Artigo 84.º-C — Dever de informação
EM VIGOR1 - À pessoa afetada deve ser comunicado que a partir do momento a que se refere o n.º 1 do artigo anterior deve considerar-se como tal no processo, sendo indicados e explicados os direitos e deveres processuais referidos no artigo seguinte que passam a caber-lhe.
2 - A comunicação referida no número anterior implica a entrega, sempre que possível no próprio ato ou sem demora injustificada, de documento de que constem a identificação do processo e do seu advogado, se este tiver sido nomeado, e os direitos e deveres processuais referidos no artigo seguinte.
3 - Quando o documento previsto no número anterior não esteja disponível em língua que a pessoa afetada compreenda, a informação é transmitida oralmente, se necessário com intervenção de intérprete, sem prejuízo de lhe ser posteriormente entregue, sem demora injustificada, documento escrito em língua que compreenda.
4 - A comunicação à pessoa afetada que seja pessoa coletiva ou entidade equiparada é feita a quem deva representá-la.

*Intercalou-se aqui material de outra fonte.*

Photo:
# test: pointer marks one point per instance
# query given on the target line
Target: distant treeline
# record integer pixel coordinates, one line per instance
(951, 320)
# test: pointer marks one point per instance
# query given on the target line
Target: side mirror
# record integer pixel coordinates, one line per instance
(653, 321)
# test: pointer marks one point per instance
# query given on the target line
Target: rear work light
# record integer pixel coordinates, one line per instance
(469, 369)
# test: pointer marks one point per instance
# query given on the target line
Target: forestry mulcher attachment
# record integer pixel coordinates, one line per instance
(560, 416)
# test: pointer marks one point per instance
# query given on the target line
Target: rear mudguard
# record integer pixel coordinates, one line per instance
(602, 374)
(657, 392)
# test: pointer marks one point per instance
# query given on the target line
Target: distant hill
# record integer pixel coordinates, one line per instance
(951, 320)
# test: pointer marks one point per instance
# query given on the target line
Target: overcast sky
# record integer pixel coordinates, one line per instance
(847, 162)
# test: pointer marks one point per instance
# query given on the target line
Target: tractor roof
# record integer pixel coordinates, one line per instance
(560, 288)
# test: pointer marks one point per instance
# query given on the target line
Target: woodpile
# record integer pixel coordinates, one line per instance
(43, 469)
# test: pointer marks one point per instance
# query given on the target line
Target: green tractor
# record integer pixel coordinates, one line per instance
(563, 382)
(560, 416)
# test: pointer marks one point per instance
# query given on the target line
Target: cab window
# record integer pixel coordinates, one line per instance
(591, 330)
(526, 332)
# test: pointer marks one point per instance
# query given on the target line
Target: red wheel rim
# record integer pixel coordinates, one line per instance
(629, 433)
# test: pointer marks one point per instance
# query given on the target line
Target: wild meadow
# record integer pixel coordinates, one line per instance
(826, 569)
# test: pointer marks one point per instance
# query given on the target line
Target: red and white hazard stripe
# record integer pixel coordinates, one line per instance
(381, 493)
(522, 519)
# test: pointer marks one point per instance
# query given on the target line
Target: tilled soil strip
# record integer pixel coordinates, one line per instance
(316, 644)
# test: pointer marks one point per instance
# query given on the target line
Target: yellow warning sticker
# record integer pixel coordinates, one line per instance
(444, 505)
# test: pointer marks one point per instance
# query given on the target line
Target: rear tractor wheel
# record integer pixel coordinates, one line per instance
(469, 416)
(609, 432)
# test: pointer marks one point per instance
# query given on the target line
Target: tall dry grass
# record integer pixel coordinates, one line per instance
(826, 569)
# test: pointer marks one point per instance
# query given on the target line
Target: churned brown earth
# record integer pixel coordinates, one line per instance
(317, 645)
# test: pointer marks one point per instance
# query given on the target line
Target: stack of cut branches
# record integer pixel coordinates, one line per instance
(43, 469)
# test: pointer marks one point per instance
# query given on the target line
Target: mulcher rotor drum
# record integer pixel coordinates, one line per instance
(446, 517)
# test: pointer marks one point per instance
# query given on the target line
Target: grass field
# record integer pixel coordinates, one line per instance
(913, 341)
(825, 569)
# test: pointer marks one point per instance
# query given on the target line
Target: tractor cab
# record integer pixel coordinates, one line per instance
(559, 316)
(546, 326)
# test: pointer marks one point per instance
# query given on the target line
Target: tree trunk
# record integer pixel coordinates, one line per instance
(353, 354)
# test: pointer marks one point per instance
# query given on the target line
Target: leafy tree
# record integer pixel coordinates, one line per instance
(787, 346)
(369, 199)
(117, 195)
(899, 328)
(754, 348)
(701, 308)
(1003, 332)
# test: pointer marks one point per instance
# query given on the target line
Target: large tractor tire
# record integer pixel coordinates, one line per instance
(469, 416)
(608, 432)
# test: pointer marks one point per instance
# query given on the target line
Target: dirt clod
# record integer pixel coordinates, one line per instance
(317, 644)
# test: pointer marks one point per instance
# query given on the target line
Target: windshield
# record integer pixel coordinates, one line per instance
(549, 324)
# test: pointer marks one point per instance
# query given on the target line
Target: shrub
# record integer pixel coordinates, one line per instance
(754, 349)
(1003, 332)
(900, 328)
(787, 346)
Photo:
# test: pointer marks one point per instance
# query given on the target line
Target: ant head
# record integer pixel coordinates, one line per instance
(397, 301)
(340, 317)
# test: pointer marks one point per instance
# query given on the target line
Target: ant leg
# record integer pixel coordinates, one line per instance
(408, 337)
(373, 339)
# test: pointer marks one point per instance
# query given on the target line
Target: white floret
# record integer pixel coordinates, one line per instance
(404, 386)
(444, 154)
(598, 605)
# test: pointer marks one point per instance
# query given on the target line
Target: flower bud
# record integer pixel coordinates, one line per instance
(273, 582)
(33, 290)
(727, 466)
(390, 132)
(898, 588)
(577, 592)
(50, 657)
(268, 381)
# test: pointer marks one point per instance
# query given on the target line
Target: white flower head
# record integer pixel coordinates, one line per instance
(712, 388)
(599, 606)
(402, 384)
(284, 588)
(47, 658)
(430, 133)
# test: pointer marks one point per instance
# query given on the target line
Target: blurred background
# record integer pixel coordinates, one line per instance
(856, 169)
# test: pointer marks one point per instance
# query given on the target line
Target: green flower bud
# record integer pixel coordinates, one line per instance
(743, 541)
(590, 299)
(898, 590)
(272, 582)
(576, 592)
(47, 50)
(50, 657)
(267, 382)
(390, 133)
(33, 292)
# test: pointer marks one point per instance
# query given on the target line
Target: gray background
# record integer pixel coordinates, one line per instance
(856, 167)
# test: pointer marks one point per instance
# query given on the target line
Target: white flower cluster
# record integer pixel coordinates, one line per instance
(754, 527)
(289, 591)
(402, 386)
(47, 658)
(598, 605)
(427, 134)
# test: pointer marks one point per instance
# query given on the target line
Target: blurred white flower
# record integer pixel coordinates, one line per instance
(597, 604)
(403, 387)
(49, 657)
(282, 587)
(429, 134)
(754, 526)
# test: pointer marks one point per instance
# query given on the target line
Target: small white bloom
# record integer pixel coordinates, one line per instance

5 - Quando a pessoa afetada adquirir essa qualidade em virtude da alínea a) do n.º 1 do artigo anterior por força de decisão de apreensão ou de arresto, a comunicação prevista nos números anteriores pode ser diferida por um prazo máximo de 30 dias a contar da data da respetiva efetivação, mediante decisão fundamentada, se for suscetível de comprometer o resultado de diligências de uma investigação em curso ou a desenvolver imediatamente.
6 - O disposto no número anterior não prejudica o direito de as pessoas afetadas solicitarem a todo o tempo, após serem notificadas, a modificação ou revogação da decisão de apreensão ou arresto.